A Mazagon Dock Shipbuilders Limited (MDL) está envolvida no desenvolvimento de submarinos no âmbito do Projeto 75I em colaboração com parceiros internacionais.

Coletivamente, esses contratos refletem um ecossistema que avança em direção a recursos integrados de design, fabricação e suporte ao ciclo de vida.

Posicionamento estratégico e compreensão global

O Ministro da Defesa, Rajnath Singh, em vários discursos entre Março e Maio de 2026, enquadrou consistentemente esta transição como parte de uma mudança mais ampla em direcção à auto-suficiência estratégica e à competitividade global.

Eventos como o Sagar Sankalp em Calcutá e o North Tech Symposium em Prayagraj sublinharam que o sector da defesa da Índia está a passar da dependência das importações para o desenvolvimento de capacidades orientado para a exportação, apoiado pela inovação local, pela participação do sector privado e pela integração tecnológica.

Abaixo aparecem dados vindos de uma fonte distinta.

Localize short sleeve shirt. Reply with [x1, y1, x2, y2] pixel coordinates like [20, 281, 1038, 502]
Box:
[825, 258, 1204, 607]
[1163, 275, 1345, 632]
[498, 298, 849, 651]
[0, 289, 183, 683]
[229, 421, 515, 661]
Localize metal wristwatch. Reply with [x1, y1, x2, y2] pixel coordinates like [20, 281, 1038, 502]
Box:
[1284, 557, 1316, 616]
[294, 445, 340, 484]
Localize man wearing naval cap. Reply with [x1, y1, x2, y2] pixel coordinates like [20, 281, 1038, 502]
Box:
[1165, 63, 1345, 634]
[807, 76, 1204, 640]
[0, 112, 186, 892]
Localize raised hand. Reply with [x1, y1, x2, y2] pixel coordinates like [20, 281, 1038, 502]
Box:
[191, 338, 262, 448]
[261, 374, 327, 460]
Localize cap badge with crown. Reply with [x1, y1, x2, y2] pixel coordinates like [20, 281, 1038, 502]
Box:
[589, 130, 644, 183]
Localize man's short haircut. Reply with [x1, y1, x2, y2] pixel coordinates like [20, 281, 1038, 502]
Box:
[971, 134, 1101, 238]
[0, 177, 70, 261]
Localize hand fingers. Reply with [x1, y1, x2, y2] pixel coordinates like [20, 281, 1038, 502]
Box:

Ele também delineou objetivos de longo prazo, incluindo 50.000 milhões de rupias em exportações de defesa até o ano fiscal de 2029–30 e uma ambição mais ampla de tornar a Índia um importante centro global de fabricação de defesa.

Junto com a velocidade vêm os desafios

Apesar da forte trajetória de crescimento, as avaliações políticas e da indústria continuam a identificar restrições estruturais.

A Índia depende da importação de tecnologias críticas de ponta, especialmente motores a jato, sensores avançados e sistemas de propulsão selecionados. A intensidade de I&D permanece abaixo dos padrões globais, indicando a necessidade de investimento sustentado em tecnologias de ponta.

No entanto, quadros políticos como o Innovations for Defense Excellence (iDEX), o ADITI e o Fundo de Desenvolvimento Tecnológico (TDF), juntamente com as extensas iniciativas de transferência de tecnologia do DRDO, são concebidos para colmatar estas lacunas.

Ponto de inflexão amplo

No seu conjunto, a fase atual representa uma combinação de validação operacional, expansão industrial e aceleração das exportações.

Referenciada em todas as comunicações oficiais a 2025-26, a Operação Sindoora tornou-se um ponto de referência nesta transição – não como um evento isolado, mas como um catalisador dentro de uma longa mudança estrutural.

As exportações de defesa da Índia ultrapassaram os 38.424 milhões de rupias no ano fiscal de 2025–26 e, portanto, não parecem isoladas. Isto tem sido interpretado nos círculos políticos e industriais como parte de um reposicionamento mais amplo do papel da Índia, de um mercado historicamente dependente de importações para um crescente exportador de sistemas integrados e comprovados em batalha.